‘Bel Ami’ by Guy de Maupassant
Novel
Stephen
2/28/20262 min read
This novel was published in 1885 when Maupassant was thirty-five and a well-established author, mainly known and celebrated for his short stories. I first read it many years ago on the recommendation of my uncle, but remembered little about it. It concerns a few years in the life of a pretty unpleasant and rather vacuous young man called Georges Duroy, an army veteran who becomes a journalist and steadily climbs his way up the social ladder. He does this largely by seducing and having affairs with a series of useful or influential women. It is all very French and intended, I guess, to portray Paris society during the era of the Third Republic in an unflattering light. A non-entity who is good looking, selfish and amoral is able pretty effortlessly to make himself into a wealthy, influential and much admired figure. He is not an evil man, nor especially ruthless, just self-centered, manipulative and completely second rate. The world is full of such people. Always was and always will be. I have worked among them for years, and they are not all men.
The novel, like many in those days, was written for publication in a magazine in monthly instalments, and reads in some ways like a succession of the shorter stories that Maupassant was so adept at writing. Some passages are really compelling and original. About half way through there is a significant death, and this is described really superbly, particularly the honest reactions and behaviours of those close to the person who dies. Two characters also end up fighting a duel at one point and there are scenes set in the Folies Bergères which were interesting.

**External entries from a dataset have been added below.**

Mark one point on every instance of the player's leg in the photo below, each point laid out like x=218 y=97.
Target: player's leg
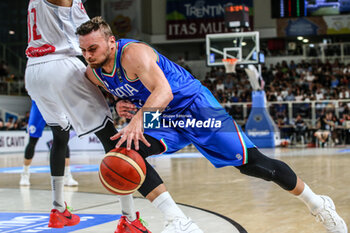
x=36 y=125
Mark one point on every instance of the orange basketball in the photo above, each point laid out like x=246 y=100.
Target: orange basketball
x=122 y=172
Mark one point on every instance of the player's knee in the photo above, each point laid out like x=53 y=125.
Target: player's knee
x=257 y=171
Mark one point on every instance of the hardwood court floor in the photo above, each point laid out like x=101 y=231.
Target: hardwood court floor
x=257 y=205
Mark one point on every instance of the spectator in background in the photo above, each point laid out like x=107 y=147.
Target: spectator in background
x=290 y=96
x=220 y=85
x=3 y=69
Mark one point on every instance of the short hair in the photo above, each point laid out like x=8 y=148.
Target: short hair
x=94 y=24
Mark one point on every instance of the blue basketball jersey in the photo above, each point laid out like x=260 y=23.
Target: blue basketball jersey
x=184 y=86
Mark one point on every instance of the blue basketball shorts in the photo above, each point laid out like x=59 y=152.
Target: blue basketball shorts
x=36 y=123
x=207 y=125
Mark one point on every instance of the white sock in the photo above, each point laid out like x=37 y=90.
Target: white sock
x=165 y=203
x=128 y=206
x=67 y=171
x=26 y=169
x=57 y=185
x=311 y=200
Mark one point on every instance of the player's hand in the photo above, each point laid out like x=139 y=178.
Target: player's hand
x=125 y=108
x=132 y=132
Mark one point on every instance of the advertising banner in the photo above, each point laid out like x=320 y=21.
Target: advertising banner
x=310 y=26
x=16 y=141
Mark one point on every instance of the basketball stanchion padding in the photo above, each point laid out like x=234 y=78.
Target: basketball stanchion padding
x=122 y=171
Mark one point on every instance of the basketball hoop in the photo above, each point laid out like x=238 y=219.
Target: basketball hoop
x=230 y=64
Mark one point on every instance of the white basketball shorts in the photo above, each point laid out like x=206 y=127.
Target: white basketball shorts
x=66 y=97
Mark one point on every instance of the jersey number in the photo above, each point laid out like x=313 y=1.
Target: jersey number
x=35 y=34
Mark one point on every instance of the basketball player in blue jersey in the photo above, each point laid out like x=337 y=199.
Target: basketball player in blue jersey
x=36 y=125
x=145 y=81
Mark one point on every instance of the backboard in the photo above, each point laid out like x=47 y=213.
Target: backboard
x=244 y=46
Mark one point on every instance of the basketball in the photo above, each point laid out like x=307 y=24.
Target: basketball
x=122 y=172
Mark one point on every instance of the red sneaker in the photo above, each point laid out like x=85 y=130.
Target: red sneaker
x=136 y=226
x=59 y=220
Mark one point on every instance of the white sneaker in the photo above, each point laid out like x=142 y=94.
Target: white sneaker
x=181 y=225
x=24 y=179
x=69 y=181
x=329 y=217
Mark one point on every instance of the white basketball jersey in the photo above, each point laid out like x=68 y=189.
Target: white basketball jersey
x=51 y=30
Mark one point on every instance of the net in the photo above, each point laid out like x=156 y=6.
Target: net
x=230 y=64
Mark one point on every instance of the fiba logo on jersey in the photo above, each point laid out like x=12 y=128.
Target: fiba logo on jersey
x=151 y=120
x=32 y=129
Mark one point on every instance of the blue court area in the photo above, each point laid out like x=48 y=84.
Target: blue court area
x=37 y=222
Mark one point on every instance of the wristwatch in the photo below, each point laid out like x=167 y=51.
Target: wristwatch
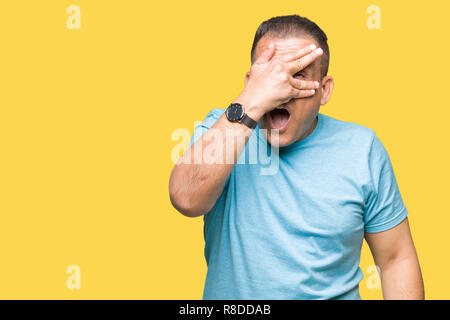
x=236 y=113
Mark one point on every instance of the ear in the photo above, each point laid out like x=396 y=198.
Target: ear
x=247 y=76
x=327 y=87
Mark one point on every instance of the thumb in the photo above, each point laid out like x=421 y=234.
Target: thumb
x=267 y=54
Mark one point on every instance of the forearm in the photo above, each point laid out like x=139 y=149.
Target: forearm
x=401 y=279
x=198 y=178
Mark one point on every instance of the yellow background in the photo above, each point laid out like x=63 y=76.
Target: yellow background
x=87 y=116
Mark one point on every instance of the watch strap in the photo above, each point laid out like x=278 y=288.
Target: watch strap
x=249 y=122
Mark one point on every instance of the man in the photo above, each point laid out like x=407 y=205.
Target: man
x=297 y=233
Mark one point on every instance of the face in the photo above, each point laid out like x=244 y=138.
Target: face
x=300 y=113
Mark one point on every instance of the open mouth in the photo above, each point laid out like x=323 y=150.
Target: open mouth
x=278 y=119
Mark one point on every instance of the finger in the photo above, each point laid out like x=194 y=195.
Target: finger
x=287 y=57
x=267 y=54
x=303 y=93
x=300 y=64
x=303 y=84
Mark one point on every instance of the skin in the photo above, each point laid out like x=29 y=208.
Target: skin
x=303 y=111
x=274 y=80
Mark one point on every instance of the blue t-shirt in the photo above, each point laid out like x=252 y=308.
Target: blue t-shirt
x=297 y=233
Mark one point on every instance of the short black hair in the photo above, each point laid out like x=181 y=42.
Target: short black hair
x=294 y=25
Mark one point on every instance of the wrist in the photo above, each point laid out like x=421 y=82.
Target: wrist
x=251 y=107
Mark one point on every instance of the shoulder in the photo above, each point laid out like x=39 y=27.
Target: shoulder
x=349 y=133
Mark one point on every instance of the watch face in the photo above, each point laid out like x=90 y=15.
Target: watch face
x=235 y=112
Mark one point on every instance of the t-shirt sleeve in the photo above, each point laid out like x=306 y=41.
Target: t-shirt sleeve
x=384 y=207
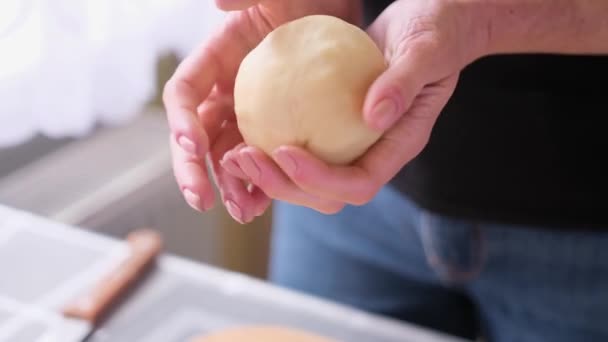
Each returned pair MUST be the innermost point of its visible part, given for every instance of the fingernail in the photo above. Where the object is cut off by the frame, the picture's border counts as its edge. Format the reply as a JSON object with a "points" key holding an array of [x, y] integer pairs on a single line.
{"points": [[286, 161], [187, 144], [233, 168], [250, 167], [192, 199], [234, 211], [384, 114]]}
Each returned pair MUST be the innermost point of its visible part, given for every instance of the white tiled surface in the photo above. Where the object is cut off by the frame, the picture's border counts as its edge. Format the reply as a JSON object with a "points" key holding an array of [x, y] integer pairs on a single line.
{"points": [[44, 264]]}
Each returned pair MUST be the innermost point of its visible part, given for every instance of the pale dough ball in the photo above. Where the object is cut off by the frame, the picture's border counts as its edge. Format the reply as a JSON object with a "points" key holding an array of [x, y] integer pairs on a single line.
{"points": [[305, 85], [261, 334]]}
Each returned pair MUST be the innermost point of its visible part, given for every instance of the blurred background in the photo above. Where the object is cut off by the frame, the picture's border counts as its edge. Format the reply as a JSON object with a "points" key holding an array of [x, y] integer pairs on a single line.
{"points": [[83, 135]]}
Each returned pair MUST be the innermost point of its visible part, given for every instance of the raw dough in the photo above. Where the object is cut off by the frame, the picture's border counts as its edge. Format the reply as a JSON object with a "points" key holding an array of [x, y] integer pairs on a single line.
{"points": [[305, 85], [261, 334]]}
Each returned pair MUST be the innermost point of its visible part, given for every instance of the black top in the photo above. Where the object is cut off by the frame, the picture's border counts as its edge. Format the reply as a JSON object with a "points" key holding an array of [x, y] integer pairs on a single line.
{"points": [[523, 140]]}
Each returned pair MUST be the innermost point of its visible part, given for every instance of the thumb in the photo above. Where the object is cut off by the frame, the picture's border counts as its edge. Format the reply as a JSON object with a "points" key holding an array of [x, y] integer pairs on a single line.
{"points": [[235, 5], [394, 91]]}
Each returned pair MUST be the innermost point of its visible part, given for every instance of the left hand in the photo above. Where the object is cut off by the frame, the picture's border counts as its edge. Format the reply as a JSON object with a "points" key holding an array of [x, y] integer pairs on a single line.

The most memorable aspect of Bel Ami for me was the way that Maupassant portrays the women in his story. Duroy ends up having relationships of some sort with five during its course, two of whom he ends up marrying. Each is completely different in terms of how she responds to him and what she is able to do for him as he builds his career and climbs his social ladder. All are very unlike one another, but each shares a love of sorts for him.
The problem with this novel is that because Duroy’s behaviour towards the women - as it is towards everyone - is utterly selfish, cold and unfeeling, as a reader you never really sympathise with the central protagonist at all. He has no redeeming features. No back story sets out to explain why he is like he is, beyond the fact that he is from a very ordinary, rural provincial background that he is keen to leave behind.
There is thus no heart to ‘Bel Ami’. I am sure this is deliberate, Maupassant’s primary aim being to indict the society he lived in, but it does make the reading experience a touch flat in all honesty. It is a novel without heroes or heroines, villains or villainesses. Of interest historically. Realistic, but not hugely engaging - at least for me.